Respiró tranquila inhalando cada microscópico gránulo del perfume de las rosas. Había muchas a su alrededor y la paz se había instalado en ese jardín. De repente, un grito profundo interrumpió todo a la par que un haz de luz se abría camino a través del brillante cielo azul de la escena. Del jardín no quedó nada y, cuando abrió los ojos, reconoció al instante la voz que, llena de angustia, había proferido el grito. Era su hijo.
De un salto, se levantó de la cama y fue, casi sin posar las plantas de sus pies en el suelo, hacia la habitación de su hijo.

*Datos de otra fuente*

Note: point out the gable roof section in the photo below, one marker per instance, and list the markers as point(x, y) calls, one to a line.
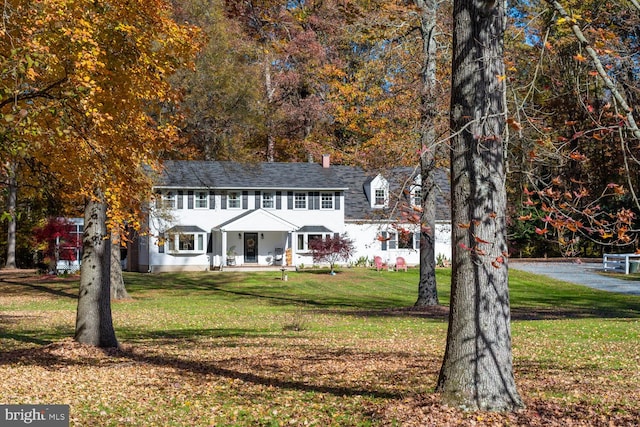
point(238, 176)
point(358, 205)
point(248, 220)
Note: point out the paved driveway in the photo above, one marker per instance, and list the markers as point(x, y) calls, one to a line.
point(582, 274)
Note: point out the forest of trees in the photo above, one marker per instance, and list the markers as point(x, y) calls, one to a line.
point(531, 106)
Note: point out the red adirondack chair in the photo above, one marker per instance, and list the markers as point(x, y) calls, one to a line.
point(401, 264)
point(379, 263)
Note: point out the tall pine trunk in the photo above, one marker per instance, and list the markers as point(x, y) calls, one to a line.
point(477, 371)
point(94, 324)
point(118, 290)
point(427, 291)
point(12, 209)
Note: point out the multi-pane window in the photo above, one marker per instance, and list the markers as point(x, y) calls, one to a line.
point(202, 199)
point(169, 200)
point(326, 201)
point(186, 242)
point(300, 201)
point(402, 240)
point(417, 196)
point(380, 197)
point(304, 240)
point(233, 200)
point(268, 201)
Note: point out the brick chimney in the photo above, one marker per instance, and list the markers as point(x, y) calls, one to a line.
point(326, 160)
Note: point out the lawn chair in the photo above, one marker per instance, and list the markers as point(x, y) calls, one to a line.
point(379, 263)
point(401, 264)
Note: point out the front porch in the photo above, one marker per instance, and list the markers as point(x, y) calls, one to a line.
point(253, 240)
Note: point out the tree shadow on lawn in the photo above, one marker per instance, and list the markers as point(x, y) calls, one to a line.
point(8, 286)
point(70, 354)
point(441, 313)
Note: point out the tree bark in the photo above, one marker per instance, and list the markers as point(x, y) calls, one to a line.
point(12, 209)
point(94, 324)
point(427, 291)
point(477, 370)
point(118, 290)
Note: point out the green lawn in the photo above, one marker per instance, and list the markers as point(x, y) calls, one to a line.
point(250, 349)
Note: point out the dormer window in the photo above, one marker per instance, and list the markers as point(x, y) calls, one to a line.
point(300, 201)
point(380, 197)
point(326, 200)
point(416, 195)
point(378, 192)
point(233, 200)
point(202, 199)
point(268, 201)
point(169, 200)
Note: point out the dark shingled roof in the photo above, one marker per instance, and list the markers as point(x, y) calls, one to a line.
point(358, 206)
point(303, 176)
point(233, 175)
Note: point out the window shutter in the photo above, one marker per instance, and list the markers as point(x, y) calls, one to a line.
point(161, 243)
point(180, 200)
point(314, 200)
point(189, 199)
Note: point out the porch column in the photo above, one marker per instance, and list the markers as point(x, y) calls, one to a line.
point(223, 255)
point(293, 238)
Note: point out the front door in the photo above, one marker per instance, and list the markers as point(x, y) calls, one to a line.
point(250, 247)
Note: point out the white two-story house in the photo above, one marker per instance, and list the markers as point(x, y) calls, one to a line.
point(209, 215)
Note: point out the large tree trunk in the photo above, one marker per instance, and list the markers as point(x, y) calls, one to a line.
point(427, 291)
point(94, 324)
point(12, 208)
point(118, 290)
point(477, 371)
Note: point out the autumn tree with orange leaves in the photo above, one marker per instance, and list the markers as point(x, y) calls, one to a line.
point(84, 93)
point(573, 148)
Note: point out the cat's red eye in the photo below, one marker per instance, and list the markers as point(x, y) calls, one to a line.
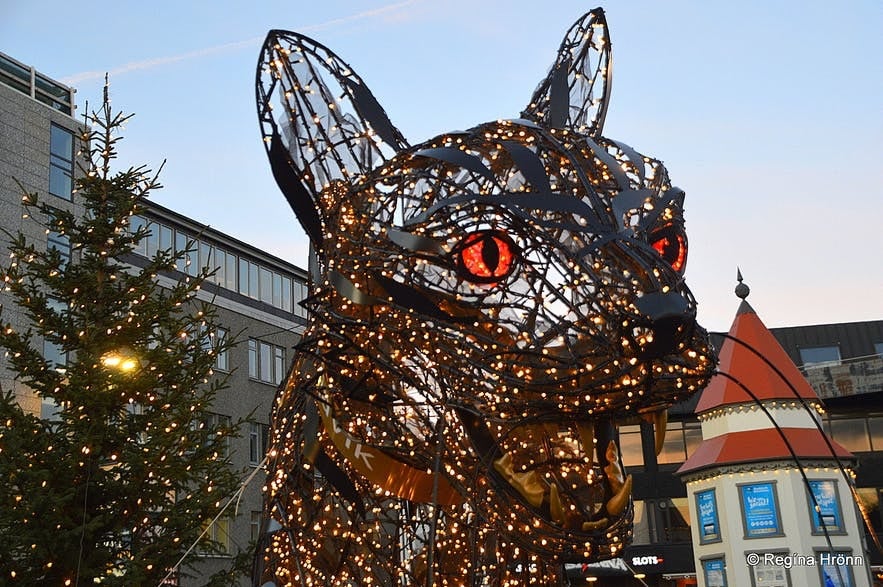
point(671, 243)
point(486, 256)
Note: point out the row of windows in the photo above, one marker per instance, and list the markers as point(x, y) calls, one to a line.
point(231, 272)
point(856, 434)
point(681, 439)
point(825, 356)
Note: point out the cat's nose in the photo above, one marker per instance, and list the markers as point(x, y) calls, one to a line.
point(670, 320)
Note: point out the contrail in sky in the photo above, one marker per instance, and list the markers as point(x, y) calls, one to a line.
point(77, 78)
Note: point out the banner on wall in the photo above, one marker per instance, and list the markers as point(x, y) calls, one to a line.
point(760, 511)
point(828, 516)
point(706, 507)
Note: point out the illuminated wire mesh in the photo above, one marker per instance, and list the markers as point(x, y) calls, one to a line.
point(487, 308)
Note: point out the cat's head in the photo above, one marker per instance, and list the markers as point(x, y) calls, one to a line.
point(521, 282)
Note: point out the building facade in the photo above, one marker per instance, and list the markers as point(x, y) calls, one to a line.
point(257, 295)
point(844, 365)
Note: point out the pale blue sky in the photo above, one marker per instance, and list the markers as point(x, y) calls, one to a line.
point(768, 114)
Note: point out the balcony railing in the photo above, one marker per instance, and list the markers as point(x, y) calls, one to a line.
point(30, 82)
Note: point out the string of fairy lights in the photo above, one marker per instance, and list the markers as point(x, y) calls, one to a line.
point(486, 309)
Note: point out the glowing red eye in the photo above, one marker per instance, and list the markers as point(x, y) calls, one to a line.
point(671, 243)
point(486, 256)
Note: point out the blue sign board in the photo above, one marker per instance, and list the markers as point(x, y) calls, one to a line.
point(760, 512)
point(828, 516)
point(706, 508)
point(715, 572)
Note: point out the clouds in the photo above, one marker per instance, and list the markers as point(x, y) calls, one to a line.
point(389, 10)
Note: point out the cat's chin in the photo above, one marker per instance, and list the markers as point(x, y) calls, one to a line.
point(555, 488)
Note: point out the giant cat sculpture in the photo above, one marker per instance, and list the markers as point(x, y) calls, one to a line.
point(486, 308)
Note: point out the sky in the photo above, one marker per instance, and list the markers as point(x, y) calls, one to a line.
point(768, 114)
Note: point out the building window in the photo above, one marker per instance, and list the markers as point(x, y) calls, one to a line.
point(823, 499)
point(674, 449)
point(630, 445)
point(835, 567)
point(222, 361)
point(300, 294)
point(869, 505)
point(61, 162)
point(852, 433)
point(266, 362)
point(212, 422)
point(218, 533)
point(54, 354)
point(715, 571)
point(820, 356)
point(62, 244)
point(675, 519)
point(255, 525)
point(258, 435)
point(875, 427)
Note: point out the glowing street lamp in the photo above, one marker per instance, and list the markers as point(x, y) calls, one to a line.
point(122, 359)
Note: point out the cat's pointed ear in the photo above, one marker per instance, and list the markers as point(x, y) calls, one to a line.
point(322, 126)
point(575, 93)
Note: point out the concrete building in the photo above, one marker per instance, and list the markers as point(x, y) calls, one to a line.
point(844, 365)
point(256, 294)
point(754, 520)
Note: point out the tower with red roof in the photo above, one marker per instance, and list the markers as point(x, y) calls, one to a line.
point(770, 493)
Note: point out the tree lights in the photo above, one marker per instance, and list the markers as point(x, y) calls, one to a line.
point(113, 487)
point(488, 307)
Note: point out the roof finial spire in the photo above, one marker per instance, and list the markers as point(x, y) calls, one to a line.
point(742, 290)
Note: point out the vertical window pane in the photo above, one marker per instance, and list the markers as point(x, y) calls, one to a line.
point(231, 272)
point(136, 224)
point(674, 449)
point(255, 525)
point(253, 280)
point(266, 285)
point(676, 519)
point(692, 436)
point(206, 259)
point(266, 363)
point(243, 276)
point(221, 361)
point(286, 294)
point(278, 364)
point(852, 434)
point(180, 249)
point(220, 276)
point(875, 425)
point(61, 162)
point(277, 290)
point(60, 243)
point(252, 358)
point(254, 441)
point(630, 445)
point(152, 240)
point(165, 238)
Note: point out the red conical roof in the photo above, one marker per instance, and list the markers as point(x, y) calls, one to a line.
point(753, 362)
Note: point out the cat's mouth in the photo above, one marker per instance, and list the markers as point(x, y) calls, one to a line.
point(570, 475)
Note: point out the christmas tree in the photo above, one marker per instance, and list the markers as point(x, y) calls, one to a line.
point(118, 485)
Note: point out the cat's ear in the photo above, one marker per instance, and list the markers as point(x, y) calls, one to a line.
point(575, 93)
point(322, 126)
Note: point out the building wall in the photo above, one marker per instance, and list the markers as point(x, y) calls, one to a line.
point(664, 515)
point(24, 167)
point(25, 127)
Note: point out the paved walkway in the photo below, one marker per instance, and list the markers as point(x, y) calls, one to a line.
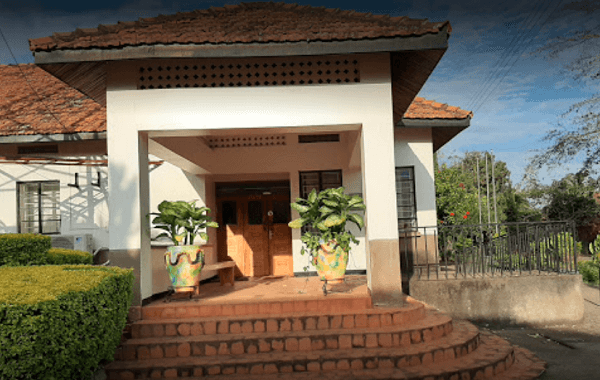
point(572, 351)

Estaba llorando. Había sido una pesadilla.
Le acurrucó entre sus brazos y, acunándole, consiguió tranquilizarle poco a poco. Aún recordaba lo mal que lo pasaba ella cuando era pequeña y tenía miedo. Miedo a la oscuridad, a los monstruos de las películas, a todo. Miedo hasta a lo que a nadie le daba miedo.

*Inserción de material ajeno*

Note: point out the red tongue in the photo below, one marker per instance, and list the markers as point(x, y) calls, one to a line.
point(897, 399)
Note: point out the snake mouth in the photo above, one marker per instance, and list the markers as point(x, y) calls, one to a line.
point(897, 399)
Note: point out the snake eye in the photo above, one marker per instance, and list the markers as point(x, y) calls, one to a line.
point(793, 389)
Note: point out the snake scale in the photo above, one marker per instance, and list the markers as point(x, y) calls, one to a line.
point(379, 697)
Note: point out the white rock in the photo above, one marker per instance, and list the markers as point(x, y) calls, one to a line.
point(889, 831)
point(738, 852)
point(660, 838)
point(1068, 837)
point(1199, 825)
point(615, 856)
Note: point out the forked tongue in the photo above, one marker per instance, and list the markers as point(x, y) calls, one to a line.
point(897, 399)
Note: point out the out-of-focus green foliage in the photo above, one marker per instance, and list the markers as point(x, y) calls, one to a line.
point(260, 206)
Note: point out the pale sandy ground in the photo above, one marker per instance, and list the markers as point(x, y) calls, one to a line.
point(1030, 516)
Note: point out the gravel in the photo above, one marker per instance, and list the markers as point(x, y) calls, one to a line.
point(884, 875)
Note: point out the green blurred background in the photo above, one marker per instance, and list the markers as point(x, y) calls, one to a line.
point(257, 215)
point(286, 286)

Sin embargo, ahí estaba ella, con sus 37 años y un niño de nueve. Ahora era fuerte y no le daba miedo nada. Había madurado. Cuando Jorge se hubo dormido, ella se fue, con una sonrisa en los labios, a su habitación. En unos minutos volvería a encontrarse en su jardín de flores.
Al otro lado de la ventana del pasillo, una sombra le acechaba, dispuesta a atacarla. Antes se había equivocado de habitación y, torpemente, había asustado al pequeño.